# How many atoms of Chlorine are present in 0.072g of FeCl3?

Sep 3, 2017

Approx. $8 \times {10}^{20}$ individual chlorine atoms...........

#### Explanation:

We (i) take the ration of the mass of the sample to the formula mass of $F e C {l}_{3}$ to get the number of moles of $F e C {l}_{3}$.

$\frac{0.072 \cdot g}{\left(55.85 + 3 \times 35.46\right) \cdot g \cdot m o {l}^{-} 1} = 4.44 \times {10}^{-} 4 \cdot m o l$.
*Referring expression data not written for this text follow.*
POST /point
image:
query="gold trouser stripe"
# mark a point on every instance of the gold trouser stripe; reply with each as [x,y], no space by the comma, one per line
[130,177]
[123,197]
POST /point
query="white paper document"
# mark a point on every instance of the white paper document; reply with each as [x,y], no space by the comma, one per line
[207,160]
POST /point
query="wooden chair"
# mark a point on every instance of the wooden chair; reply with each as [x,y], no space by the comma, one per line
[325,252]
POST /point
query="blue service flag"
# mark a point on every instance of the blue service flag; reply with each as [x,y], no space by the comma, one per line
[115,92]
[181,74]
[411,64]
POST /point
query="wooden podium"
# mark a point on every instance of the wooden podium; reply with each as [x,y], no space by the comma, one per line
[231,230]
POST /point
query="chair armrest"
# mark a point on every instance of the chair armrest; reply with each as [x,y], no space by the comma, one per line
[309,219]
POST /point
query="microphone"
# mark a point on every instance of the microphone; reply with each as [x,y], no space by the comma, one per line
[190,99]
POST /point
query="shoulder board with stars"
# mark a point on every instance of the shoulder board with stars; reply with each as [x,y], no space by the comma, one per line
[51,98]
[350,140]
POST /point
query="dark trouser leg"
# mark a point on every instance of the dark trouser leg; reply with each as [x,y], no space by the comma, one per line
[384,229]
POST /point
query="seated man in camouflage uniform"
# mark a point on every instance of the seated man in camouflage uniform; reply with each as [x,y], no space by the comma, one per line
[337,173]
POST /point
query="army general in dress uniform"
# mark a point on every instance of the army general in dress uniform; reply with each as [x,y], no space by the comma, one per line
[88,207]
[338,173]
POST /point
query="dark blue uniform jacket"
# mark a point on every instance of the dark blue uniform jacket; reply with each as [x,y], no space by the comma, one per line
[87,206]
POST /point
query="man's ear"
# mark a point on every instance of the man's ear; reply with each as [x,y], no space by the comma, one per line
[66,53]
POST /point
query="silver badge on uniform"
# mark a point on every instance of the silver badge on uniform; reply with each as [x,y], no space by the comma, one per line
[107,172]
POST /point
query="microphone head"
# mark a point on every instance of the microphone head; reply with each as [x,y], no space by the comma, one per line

And thus we have a molar quantity with respect to $F e C {l}_{3}$...the molar quantity with respect to $C l$ is CLEARLY three times this figure, i.e. $4.44 \times {10}^{-} 4 \cdot m o l \times 3 = 1.33 \times {10}^{-} 3 \cdot m o l$.....

But (ii) a mole specifies $\text{Avogadro's number}$ of individual items of stuff, i.e. ${N}_{A} \equiv 6.022 \times {10}^{23} \cdot m o {l}^{-} 1$.

And so ..........

"number of chlorine atoms"=6.022xx10^23*mol^-1xx1.33xx10^-3*mol=??